Teaching Philosophy

Updated June 2022

As a teacher educator, I am positioned to indirectly impact so many classrooms and so many students, which for me is incredibly exciting, but also a responsibility that cannot be taken lightly. Throughout the course of my career, I have been responsible for teaching various types of teachers: pre-service undergraduate and graduate students preparing to be K-12 teachers, undergraduate and graduate students serving as teaching and learning assistants, and faculty instructors of undergraduate and graduate courses. Although teaching teachers in all of these different contexts requires distinctive considerations and approaches, I feel that my overarching teaching philosophy can be applied to any context. Across my experiences teaching various types of teachers, I continuously exhibit a philosophy of teaching as scholarly, collaborative, and reflective.

Teaching as scholarly. On a broad level, teaching is evidence-based in that there is an expansive body of research literature describing strategies and practices that have been shown to be effective in improving instruction. I help teachers apply established education theory and research to their practice by providing them with opportunities to analyze, discuss, and critique a broad range of education literature, and consider how they might apply theory and findings to their classroom context. For instance, students in my different methods classes complete reading responses in which they connect the assigned readings to their experiences in their student teacher placements and note potential applications to their future teaching. On an individual level, teaching is scholarly in that teachers use evidence from their own classrooms to inform instruction. I believe that teachers should consistently collect and analyze data about all aspects of their instruction and use the data to make informed changes to instruction that will better meet student learning needs. I help the teachers that I work with to develop meaningful formative assessment tools as well as elicit, interpret, and respond to student thinking. I also help the teachers that I work with develop tools to collect feedback from their students, and assist them in interpreting and applying their findings. For example, in a course design faculty learning community I led, I incorporated a session on designing a mid-semester feedback tool, and then led a subsequent session on responding to student feedback. In all of my teaching experiences, I consistently highlight the importance of investigating teaching and learning through collecting evidence.

Teaching is collaborative. I believe that learning to teach should be a social experience and that a teacher’s greatest resource in learning to teach is his or her colleagues. I believe that teachers gain new knowledge when they share ideas with others; therefore, I structure my courses and instructional experiences to be highly discussion based and interactive. In all of my teaching roles, I incorporate peer critique and feedback opportunities into many of the assignments that I give. For example, in my methods courses I explicitly teach about effective peer critique and incorporate several structured opportunities for students to peer critique each other’s lesson plans, activities, and unit overviews. In the faculty learning community that I led, I facilitated peer observations and peer feedback on learning outcomes, assessments, and course alignment. In the blended course to support academic peer mentors I co-taught, I created an online module about how to both engage in and support students in engaging in effective peer critique, and integrated online peer review requirements throughout the course. I hope that through these experiences, the teachers that I work with will see the value in collaboration and feedback for their ongoing development and that they will continue to engage in professional critique after my course or program.
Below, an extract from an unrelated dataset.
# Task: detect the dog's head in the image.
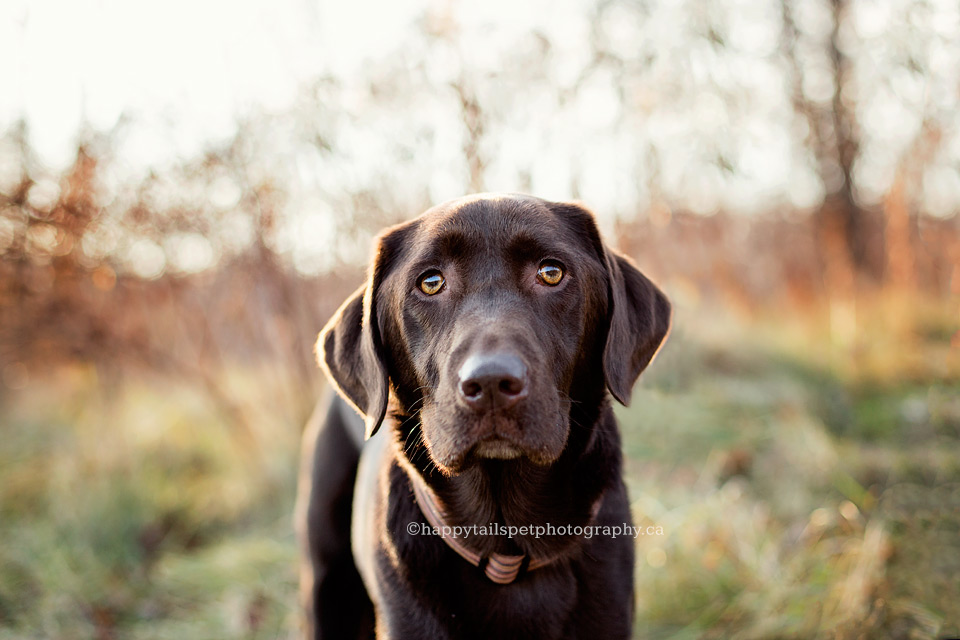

Teaching is reflective. I believe that learning to teach requires constantly reflecting on one’s thinking and learning; therefore, I ask the teachers that I work with to reflect both through discussion and in writing about what they are learning and how it applies to their practice. For example, in my methods courses I require students to submit a written analysis and reflection after practice teaching the lesson plans they create. I incorporated reflection as an explicit goal in the courses I developed for undergraduate teaching and learning assistants. These undergraduates have reported that their experience in my course helped them to better understand reflective practices, evaluate their learning, and self-assess their performance. Additionally, I include opportunities for written and oral reflection throughout and at the end of every teaching workshop that I offer to faculty, and have even given workshops explicitly on the topic of reflection. By supporting teachers’ engagement with critical reflection, I hope to promote self-awareness and self-regulated learning well-beyond the learning environment.

Through my roles as an instructor and educational developer, salient throughout my pedagogy is the notion that teaching is a skill that can always be improved. I believe that improvement in teaching requires systematic investigation, collaboration, and a great deal of reflection; therefore, I incorporate these ideas throughout my teaching. I hope that by helping teachers to see teaching and learning as scholarly, collaborate and support each other, and engage in reflection, that I will be able to have a positive, wide-reaching impact on teaching and learning at all levels.